Feature: Precise Prefix Cache Aware Routing
Overview
This is a simple quickstart demonstrating how to configure the inference scheduler to use the new precise prefix cache aware routing based on vLLM KV-Events data. Precise prefix cache aware routing pulls up-to-date prefix cache status from serving instances, eliminating the need for additional indexing services and increasing cache hit rate at high throughput.
Installation
To adjust the model or any other modelservice values, simply change the values.yaml file in ms-kv-events/values.yaml
Note that the decode vLLM container
--prefix-caching-hash-algo
argument must not change
- Install the dependencies; see install-deps.sh
- Use the quickstart to deploy Gateway CRDS + Gateway provider + Infra chart:
# From the repo root
cd quickstart
export HF_TOKEN=${HFTOKEN}
./llmd-infra-installer.sh --namespace llm-d-precise -r infra-kv-events --gateway kgateway --disable-metrics-collection
NOTE: The release name infra-kv-events
is important here, because it matches up with pre-built values files used in this example.

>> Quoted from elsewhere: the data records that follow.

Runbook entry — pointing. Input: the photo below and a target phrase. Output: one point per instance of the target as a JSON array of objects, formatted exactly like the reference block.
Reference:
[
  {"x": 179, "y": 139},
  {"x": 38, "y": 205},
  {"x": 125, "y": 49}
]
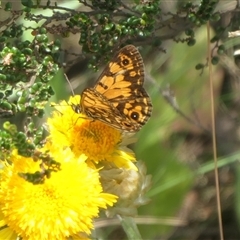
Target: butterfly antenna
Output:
[{"x": 69, "y": 84}]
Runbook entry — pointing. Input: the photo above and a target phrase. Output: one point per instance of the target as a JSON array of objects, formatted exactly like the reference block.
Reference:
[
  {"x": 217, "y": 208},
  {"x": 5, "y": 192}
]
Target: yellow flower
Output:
[
  {"x": 98, "y": 141},
  {"x": 64, "y": 205}
]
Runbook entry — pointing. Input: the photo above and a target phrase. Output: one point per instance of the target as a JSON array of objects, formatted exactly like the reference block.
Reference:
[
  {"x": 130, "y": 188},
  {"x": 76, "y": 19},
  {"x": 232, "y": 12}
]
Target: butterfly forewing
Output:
[{"x": 118, "y": 98}]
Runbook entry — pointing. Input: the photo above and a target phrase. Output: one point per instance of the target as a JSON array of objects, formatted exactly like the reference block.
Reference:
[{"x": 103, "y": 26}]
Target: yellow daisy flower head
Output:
[
  {"x": 129, "y": 185},
  {"x": 62, "y": 206},
  {"x": 98, "y": 141}
]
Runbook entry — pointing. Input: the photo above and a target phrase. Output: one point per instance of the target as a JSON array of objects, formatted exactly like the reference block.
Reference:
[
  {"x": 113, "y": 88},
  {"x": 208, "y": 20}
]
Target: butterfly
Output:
[{"x": 118, "y": 97}]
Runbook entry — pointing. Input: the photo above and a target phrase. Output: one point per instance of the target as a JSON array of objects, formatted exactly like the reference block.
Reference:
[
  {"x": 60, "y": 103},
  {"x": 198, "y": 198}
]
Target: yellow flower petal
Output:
[
  {"x": 98, "y": 141},
  {"x": 64, "y": 205}
]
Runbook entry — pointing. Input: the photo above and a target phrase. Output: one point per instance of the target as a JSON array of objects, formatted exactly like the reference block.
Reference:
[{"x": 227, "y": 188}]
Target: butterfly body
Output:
[{"x": 118, "y": 98}]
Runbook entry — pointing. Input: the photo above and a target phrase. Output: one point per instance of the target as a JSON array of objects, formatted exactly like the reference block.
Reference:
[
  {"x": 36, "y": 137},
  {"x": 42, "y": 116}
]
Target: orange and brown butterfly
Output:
[{"x": 118, "y": 97}]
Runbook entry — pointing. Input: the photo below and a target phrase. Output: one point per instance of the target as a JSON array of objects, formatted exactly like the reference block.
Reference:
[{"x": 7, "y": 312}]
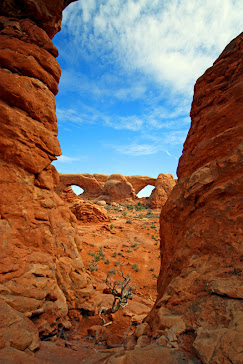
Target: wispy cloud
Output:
[{"x": 172, "y": 42}]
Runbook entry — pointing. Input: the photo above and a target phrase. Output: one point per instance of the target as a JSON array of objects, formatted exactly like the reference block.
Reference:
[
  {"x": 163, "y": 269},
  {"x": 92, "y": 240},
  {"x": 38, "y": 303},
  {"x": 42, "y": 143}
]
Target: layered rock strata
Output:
[
  {"x": 41, "y": 271},
  {"x": 85, "y": 211},
  {"x": 163, "y": 187},
  {"x": 118, "y": 188},
  {"x": 199, "y": 303}
]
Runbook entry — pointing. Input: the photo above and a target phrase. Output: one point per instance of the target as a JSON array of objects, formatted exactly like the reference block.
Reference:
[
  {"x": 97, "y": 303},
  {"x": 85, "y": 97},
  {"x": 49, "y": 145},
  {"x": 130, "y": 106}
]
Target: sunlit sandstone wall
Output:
[{"x": 41, "y": 271}]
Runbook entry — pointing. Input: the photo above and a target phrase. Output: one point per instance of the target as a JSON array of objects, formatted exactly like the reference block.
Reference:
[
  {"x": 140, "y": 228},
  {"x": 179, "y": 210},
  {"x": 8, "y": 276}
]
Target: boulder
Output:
[{"x": 200, "y": 224}]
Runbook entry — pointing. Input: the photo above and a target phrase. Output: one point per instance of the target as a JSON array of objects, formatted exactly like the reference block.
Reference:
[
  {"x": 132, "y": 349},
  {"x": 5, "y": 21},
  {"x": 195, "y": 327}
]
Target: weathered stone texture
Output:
[
  {"x": 41, "y": 271},
  {"x": 201, "y": 223}
]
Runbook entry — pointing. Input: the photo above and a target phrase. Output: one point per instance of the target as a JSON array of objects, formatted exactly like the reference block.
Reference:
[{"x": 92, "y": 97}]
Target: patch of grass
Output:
[
  {"x": 135, "y": 267},
  {"x": 112, "y": 271}
]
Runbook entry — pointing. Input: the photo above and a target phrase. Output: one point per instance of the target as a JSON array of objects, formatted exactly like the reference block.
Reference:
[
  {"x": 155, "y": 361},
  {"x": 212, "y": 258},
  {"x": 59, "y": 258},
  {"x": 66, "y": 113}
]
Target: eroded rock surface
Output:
[
  {"x": 85, "y": 211},
  {"x": 199, "y": 287},
  {"x": 117, "y": 188},
  {"x": 163, "y": 187},
  {"x": 41, "y": 271}
]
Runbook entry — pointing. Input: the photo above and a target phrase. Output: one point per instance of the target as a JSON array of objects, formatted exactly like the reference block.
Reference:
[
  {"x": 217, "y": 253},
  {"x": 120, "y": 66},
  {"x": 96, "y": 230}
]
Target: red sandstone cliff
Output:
[
  {"x": 41, "y": 271},
  {"x": 200, "y": 283}
]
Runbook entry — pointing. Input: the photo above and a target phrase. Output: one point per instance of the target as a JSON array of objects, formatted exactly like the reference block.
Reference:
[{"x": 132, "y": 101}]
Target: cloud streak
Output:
[{"x": 171, "y": 42}]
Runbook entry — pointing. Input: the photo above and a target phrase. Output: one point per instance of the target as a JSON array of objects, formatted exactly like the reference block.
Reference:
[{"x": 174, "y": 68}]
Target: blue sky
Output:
[{"x": 128, "y": 72}]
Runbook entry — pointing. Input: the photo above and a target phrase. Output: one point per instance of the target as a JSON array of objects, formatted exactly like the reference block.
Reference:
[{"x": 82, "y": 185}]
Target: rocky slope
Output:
[
  {"x": 41, "y": 271},
  {"x": 200, "y": 283},
  {"x": 118, "y": 188}
]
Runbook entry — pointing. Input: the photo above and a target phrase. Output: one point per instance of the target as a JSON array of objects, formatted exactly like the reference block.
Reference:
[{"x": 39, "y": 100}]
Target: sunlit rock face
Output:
[
  {"x": 41, "y": 271},
  {"x": 163, "y": 187},
  {"x": 200, "y": 283}
]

- Use the helmfile to apply the modelservice and GIE charts on top of it.
cd examples/precise-prefix-cache-aware
helmfile --selector managedBy=helmfile apply -f helmfile.yaml --skip-diff-on-install
Verify the Installation
- Firstly, you should be able to list all helm releases in the
llm-d-precise
ns to view all 3 charts that should be installed:
$ helm list -n llm-d-precise --all --debug
NAME NAMESPACE REVISION UPDATED STATUS CHART APP VERSION
gaie-kv-events llm-d-precise 1 2025-07-25 11:20:57.162464 -0700 PDT deployed inferencepool-v0.5.1 v0.5.1
infra-kv-events llm-d-precise 1 2025-07-25 11:20:48.115947 -0700 PDT deployed llm-d-infra-v1.1.1 v0.2.0
ms-kv-events llm-d-precise 1 2025-07-25 11:21:03.244736 -0700 PDT deployed llm-d-modelservice-0.2.0 v0.2.0
Note: if you chose to use istio
as your Gateway provider you would see those (istiod
and istio-base
in the istio-system
namespace) instead of the kgateway based ones.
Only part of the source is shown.